In a recent HuffPost/YouGov poll, most (54%) of 18-29-year-old voters stated that climate change is a significant issue for the United States. That action must be taken to reduce carbon emissions. Furthermore, a recent USA Today/Gravis poll found that if young people are given a specific issue to vote for in the presidential election, it would be climate change. According to the poll, among this age group, 61 percent would vote for protecting the environment. In comparison, just 28 percent would vote for the more traditional issues of health care and economic issues.
Young people are now more likely than any other voting bloc to say that climate change is a serious problem and are also more likely to say that the Earth is warming. They are also more likely to say it is caused by human activity (54 percent vs. 43 percent).
The energy crisis will not be solved by any incremental action on our part. It will only be resolved when the oil-producing nations either take the necessary steps to curtail their emissions or face the consequences. If the former, we will all suffer a “global recession.”

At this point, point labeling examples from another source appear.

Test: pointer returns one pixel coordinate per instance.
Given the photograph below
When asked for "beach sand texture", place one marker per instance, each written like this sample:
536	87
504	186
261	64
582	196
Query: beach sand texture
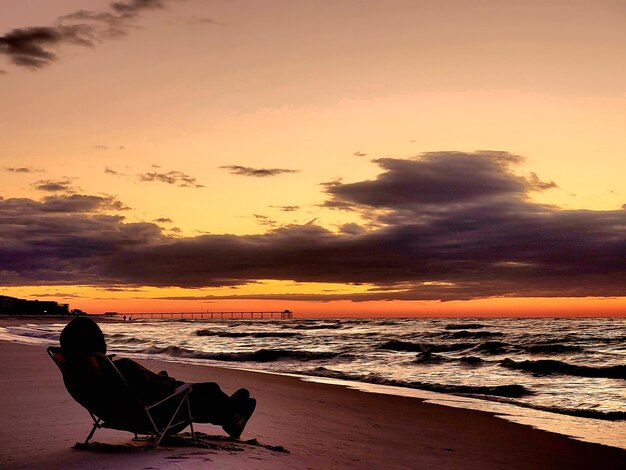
322	426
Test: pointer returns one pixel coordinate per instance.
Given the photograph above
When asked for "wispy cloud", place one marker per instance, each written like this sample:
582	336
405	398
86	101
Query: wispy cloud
287	208
52	186
256	172
437	235
171	177
35	47
22	169
176	178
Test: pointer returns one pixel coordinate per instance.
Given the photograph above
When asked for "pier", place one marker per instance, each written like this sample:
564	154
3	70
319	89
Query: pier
283	315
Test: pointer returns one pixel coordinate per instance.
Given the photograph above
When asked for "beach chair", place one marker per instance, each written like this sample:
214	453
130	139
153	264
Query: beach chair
96	384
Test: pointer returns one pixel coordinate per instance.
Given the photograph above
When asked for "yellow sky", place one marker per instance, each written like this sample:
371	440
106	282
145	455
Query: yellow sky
200	85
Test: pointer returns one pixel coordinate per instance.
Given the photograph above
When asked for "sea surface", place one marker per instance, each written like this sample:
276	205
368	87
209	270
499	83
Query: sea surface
575	368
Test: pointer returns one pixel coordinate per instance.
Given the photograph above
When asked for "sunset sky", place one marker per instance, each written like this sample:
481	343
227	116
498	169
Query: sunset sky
397	157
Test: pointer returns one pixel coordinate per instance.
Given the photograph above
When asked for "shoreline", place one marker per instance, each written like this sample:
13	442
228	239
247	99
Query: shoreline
322	425
584	429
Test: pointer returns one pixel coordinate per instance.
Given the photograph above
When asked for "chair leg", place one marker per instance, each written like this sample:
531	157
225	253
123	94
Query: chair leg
193	434
93	430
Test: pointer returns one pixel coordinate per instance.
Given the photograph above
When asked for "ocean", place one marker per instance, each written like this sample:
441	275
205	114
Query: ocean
518	368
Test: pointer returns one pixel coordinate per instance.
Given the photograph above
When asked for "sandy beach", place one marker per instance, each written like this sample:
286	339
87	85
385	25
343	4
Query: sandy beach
320	425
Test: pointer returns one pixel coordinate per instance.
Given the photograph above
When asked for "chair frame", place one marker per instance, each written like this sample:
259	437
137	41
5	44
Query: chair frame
180	397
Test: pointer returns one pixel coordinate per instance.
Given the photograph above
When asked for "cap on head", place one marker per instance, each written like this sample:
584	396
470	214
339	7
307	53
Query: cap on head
82	336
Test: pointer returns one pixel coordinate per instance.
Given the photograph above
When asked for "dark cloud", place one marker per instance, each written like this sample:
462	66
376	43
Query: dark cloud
171	177
265	220
111	171
81	203
34	47
463	238
31	47
53	185
257	172
287	208
22	169
434	178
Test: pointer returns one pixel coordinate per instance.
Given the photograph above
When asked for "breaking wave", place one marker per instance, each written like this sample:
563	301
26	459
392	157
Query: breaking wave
549	366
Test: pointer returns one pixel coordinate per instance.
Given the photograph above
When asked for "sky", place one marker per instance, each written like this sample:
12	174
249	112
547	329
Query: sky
353	157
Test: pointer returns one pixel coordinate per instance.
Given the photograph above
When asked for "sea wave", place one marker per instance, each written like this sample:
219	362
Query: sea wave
464	326
552	348
397	345
241	334
511	391
549	366
260	355
472	334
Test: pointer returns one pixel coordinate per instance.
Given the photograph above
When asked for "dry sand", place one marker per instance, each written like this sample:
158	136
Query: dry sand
322	426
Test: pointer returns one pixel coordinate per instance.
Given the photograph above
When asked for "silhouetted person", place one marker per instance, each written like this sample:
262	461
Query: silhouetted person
208	403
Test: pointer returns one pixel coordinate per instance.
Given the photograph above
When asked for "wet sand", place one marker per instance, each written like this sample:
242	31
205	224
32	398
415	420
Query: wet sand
321	425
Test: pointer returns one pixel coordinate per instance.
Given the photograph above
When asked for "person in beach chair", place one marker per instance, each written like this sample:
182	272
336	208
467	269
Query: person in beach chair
97	381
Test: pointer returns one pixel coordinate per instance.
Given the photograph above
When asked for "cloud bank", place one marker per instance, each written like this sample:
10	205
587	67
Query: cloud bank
256	172
442	226
35	47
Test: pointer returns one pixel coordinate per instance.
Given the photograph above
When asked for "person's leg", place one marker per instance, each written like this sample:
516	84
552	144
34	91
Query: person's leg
209	404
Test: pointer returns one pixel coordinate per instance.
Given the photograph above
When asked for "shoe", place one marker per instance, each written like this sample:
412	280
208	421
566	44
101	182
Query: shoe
240	419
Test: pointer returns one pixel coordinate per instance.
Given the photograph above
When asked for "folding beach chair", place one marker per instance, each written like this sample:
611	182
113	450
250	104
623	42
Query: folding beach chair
96	384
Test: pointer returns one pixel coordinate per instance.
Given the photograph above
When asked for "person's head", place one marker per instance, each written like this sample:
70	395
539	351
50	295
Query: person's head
82	336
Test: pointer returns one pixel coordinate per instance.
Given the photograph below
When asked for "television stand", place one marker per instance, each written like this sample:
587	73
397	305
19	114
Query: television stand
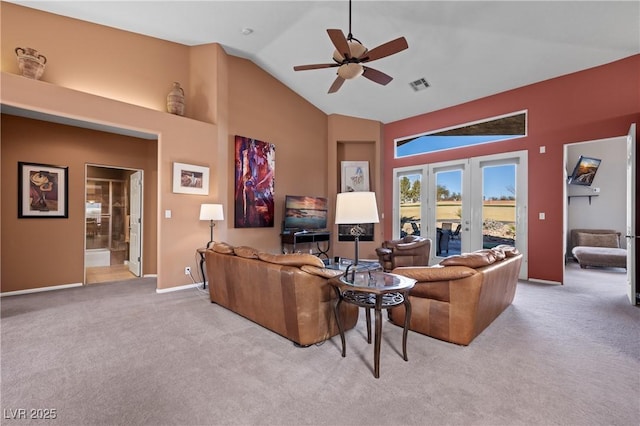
307	237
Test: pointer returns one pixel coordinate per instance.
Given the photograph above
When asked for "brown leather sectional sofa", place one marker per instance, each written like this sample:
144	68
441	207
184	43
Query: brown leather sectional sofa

We have the technology to resolve both issues through technological improvements and more efficient energy use. We need to get ourselves to grips with it. In my view, the only hope is for humankind to take the first steps towards a brighter future.
Election Voter turnout a critical issue
The problem facing us due to rising sea levels, crop failures, extreme weather conditions, drought, massive floods, and species extinction could be catastrophic if we do not act now.
If you are registered to vote then it will be easy for you to register for our campaign on sustainable home ownership.